The SAP Center at San Jose has gone through plenty of name changes since opening in 1993. Originally known as the San Jose Arena, the building got in on the corporate naming trend, using is California location to its advantage and getting a big tech sponsor when it became the Compaq Center in 2001. This deal lasted for just two years, before the Compaq Center became the HP Pavilion in 2002. In 2013 the name changed once again to its current form. Ironically though, through all these name changes just one moniker has stuck. This arena is, and will forever be known as the Shark Tank.

SAP Center

Ironically though, through all these name changes just one moniker has stuck. This arena is, and will forever be known as the Shark Tank.

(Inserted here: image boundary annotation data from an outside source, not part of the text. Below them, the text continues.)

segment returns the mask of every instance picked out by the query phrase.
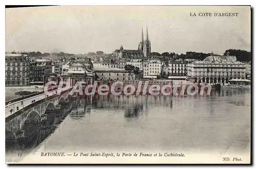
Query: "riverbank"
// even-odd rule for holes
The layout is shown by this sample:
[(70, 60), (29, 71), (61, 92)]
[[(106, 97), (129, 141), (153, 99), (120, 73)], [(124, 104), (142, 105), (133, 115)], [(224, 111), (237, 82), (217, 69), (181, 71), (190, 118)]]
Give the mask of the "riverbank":
[(5, 101), (22, 97), (22, 95), (15, 94), (18, 92), (27, 91), (28, 92), (41, 92), (44, 91), (43, 86), (6, 86)]
[(221, 86), (222, 88), (225, 89), (250, 89), (251, 86)]

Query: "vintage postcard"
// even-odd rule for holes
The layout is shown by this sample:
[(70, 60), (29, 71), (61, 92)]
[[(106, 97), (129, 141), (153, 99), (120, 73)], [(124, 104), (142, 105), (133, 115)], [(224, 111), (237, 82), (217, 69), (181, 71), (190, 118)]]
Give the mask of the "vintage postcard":
[(250, 6), (6, 8), (8, 164), (249, 164)]

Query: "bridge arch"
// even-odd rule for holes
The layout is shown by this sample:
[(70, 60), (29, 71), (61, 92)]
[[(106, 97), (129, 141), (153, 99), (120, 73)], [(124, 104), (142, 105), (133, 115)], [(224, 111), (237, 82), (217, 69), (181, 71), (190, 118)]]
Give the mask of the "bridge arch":
[(5, 131), (5, 150), (9, 151), (13, 148), (15, 144), (16, 136), (13, 133), (9, 130)]
[(59, 101), (58, 103), (59, 104), (59, 103), (65, 103), (66, 102), (66, 99), (65, 97), (61, 96), (60, 98), (59, 98)]
[(5, 140), (6, 141), (9, 141), (12, 140), (15, 140), (16, 139), (16, 136), (13, 133), (10, 132), (9, 130), (5, 131)]
[(56, 115), (55, 106), (53, 103), (48, 104), (44, 114), (47, 115), (47, 125), (49, 126), (53, 125)]
[(31, 147), (36, 141), (40, 131), (40, 116), (36, 111), (29, 113), (26, 118), (22, 128), (25, 131), (25, 146)]
[(24, 123), (22, 124), (21, 128), (23, 128), (24, 125), (26, 123), (39, 123), (41, 120), (40, 115), (36, 111), (32, 111), (30, 112), (25, 118)]

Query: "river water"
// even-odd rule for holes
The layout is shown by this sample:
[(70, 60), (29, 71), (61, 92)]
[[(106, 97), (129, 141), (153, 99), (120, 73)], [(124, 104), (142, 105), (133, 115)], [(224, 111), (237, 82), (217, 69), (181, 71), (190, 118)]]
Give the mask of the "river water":
[[(59, 124), (30, 129), (36, 134), (28, 145), (7, 148), (6, 160), (28, 162), (26, 154), (89, 150), (249, 154), (250, 92), (76, 98)], [(13, 157), (17, 152), (25, 155)]]

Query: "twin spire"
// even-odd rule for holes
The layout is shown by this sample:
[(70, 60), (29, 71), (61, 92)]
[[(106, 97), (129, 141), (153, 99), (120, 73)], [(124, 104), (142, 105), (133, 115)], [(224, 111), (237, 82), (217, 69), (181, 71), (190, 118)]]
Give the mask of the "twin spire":
[[(149, 41), (148, 40), (148, 33), (147, 32), (147, 27), (146, 27), (146, 39), (145, 40), (146, 42)], [(144, 37), (143, 37), (143, 27), (141, 27), (141, 41), (143, 42), (144, 42)]]

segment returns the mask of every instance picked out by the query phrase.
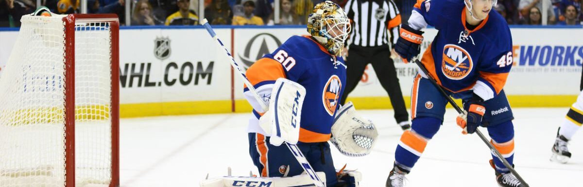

This name somewhat obviously comes from the main tenants of the arena, the San Jose Sharks of the NHL. The arena was built with hockey in mind and seats 17,562 for Sharks matches. It is also home to another hockey team, the San Jose Barracuda of the American Hockey League, and also an arena football team, the San Jose Sabercats.
The arena was under construction in 1991, but delays occurred when the forward thinking Sharks requested additional upgrades which would hopefully see them remain viable in the NHL for the lifespan of the arena. These upgrades included a new batch of luxury suites, increased seating capacity (especially at the club seat level) and a bigger press box.
As with all arenas there have been upgrades through the years, with a new center-hung LED video display system being added in 2007. With a new $1.3 billion stadium having gone up in nearby Santa Clara to be the home of the San Francisco 49ers, it is more important than ever that the Shark Tank is continually upgraded and revamped if outside vents are going to be held at the facility. With this in mind more improvements are in the works, including new technology like in-seat food and merchandise delivery.
The SAP Center has always been keen to have its space used for a variety of events. In 2006 the building sold 633,435 tickets to non-sporting events. This was the most of any venue in the Western United States and the fourth most in the world behind Madison Square Garden (New York), the MEN Arena (Manchester, UK) and the Air Canada Center (Toronto, Canada). The SAP Center has hosted numerous WWE events, including the 1998 Royal Rumble and 2001 SummerSlam, the 1996 US Figure Skating World Championships and the 1997 NHL All-Star Game.
The center has also become a mecca for amateur sport as the management team has done everything to boost interest in niche events within the community. As a result events as varied as sumo, fencing and volleyball have graced the Shark Tank floor. This is all important as the SAP Center was built as part of a downtown revitalization project and it has been called “the biggest success in the city’s rebuilt downtown.”